According to the Alliance to End Homelessness, more than 700,000 Americans were homeless in 2007, 41 percent of which were families. In Rochester, the U.S. Department of Housing and Urban Development estimates there are more than 1,000 families who are considered homeless, including more than 400 with children.
Within the past several years, a group of RIT students came together to form a local chapter of Engineers for a Sustainable World with the goal of promoting the social and environmental aspects of sustainability in the Rochester region and communities around the globe.
One of the group’s central programs has been a partnership with Rochester’s St. Joseph’s homeless shelter. The group volunteers weekly at the shelter, assisting with their daily meal program, which serves more than 100, as well as cooking evening meals for the organization’s 12 residents. Students are also preparing an energy audit of the shelter’s facilities to reduce energy use and lower heating and electricity costs.
“Most of us got involved with Engineers for a Sustainable World because we wanted to make our community a better place,” notes Jim Cezo, president of the RIT chapter. “We all get a lot out of our work with St. Joseph’s because we see the positive impact it has on people’s lives and society as a whole.”

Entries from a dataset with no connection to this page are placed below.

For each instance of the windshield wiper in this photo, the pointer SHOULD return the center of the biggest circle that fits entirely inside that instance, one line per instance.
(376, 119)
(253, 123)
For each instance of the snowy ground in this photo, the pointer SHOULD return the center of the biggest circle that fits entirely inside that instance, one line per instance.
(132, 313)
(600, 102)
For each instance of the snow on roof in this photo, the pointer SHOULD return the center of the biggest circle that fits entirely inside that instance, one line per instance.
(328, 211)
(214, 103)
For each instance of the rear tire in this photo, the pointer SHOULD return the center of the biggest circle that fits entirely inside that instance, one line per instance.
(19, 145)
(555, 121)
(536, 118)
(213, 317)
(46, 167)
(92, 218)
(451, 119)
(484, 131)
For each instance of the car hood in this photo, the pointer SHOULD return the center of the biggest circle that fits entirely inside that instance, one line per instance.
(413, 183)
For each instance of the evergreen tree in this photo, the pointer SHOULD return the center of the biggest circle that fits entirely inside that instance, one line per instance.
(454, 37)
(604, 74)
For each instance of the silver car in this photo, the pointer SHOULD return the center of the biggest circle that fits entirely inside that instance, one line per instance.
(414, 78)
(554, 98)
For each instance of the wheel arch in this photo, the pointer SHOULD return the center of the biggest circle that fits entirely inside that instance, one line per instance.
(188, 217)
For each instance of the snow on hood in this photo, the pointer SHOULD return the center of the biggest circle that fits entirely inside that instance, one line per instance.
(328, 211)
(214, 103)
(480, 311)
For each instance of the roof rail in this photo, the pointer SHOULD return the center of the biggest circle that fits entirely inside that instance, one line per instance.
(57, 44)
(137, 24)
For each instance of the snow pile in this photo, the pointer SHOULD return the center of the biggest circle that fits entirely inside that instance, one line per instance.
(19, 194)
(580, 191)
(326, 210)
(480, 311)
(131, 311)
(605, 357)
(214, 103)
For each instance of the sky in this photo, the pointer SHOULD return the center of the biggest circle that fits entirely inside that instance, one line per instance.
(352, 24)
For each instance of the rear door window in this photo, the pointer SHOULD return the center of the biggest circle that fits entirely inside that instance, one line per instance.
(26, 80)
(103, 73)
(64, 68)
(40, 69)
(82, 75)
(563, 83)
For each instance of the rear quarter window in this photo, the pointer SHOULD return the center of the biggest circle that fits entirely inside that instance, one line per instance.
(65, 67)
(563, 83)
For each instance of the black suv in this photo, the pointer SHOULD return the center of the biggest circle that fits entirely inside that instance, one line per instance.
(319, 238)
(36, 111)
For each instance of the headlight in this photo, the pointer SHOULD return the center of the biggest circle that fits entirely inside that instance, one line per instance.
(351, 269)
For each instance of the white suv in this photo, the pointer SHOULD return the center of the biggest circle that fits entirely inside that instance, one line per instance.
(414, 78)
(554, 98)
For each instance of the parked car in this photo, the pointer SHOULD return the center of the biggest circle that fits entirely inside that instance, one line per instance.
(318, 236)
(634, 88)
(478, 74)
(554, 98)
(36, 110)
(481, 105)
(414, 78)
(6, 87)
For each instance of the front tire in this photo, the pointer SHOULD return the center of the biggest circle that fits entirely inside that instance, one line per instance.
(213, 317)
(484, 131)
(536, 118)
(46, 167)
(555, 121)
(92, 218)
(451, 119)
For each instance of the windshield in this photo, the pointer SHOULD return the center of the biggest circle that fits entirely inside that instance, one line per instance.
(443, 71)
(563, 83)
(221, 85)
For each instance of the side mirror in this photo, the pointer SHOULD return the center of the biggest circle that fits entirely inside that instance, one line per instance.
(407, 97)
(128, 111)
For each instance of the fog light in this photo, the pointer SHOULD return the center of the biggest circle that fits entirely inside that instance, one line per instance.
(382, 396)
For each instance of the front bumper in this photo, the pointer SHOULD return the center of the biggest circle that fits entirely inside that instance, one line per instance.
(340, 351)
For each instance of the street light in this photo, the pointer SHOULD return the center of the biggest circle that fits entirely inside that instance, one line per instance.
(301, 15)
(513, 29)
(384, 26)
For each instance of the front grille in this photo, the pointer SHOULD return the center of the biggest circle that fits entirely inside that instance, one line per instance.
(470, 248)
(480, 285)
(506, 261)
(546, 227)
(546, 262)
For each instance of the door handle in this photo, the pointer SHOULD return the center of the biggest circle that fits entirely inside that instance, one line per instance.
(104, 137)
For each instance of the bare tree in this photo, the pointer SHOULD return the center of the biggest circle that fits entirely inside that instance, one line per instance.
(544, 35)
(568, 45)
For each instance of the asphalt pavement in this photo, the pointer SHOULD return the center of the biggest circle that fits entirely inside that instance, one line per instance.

“The assistance of RIT has been incredibly helpful in enhancing the services we can provide,” adds Ralph Hemmerich of St. Joseph’s. “We have a small staff and finite resources so the assistance with meals as well as the group’s work with energy efficiency has helped us better address the needs of the homeless population.”
The group originally found out about the work of the shelter through Sarah Brownell, a graduate of RIT’s mechanical engineering program, who now works for the organization. They have also received assistance from faculty advisors Brian Thorn and Andres Carrano, who are helping to conduct the energy audit and providing ideas for additional energy efficiency and cost reduction opportunities.
“This group of students has worked very hard to provide quality assistance to St. Joseph’s at a time when most are also taking classes and working full- or part-time jobs,” says Thorn. “Their dedication exemplifies the best aspects of social sustainability and the impact it can have on communities.”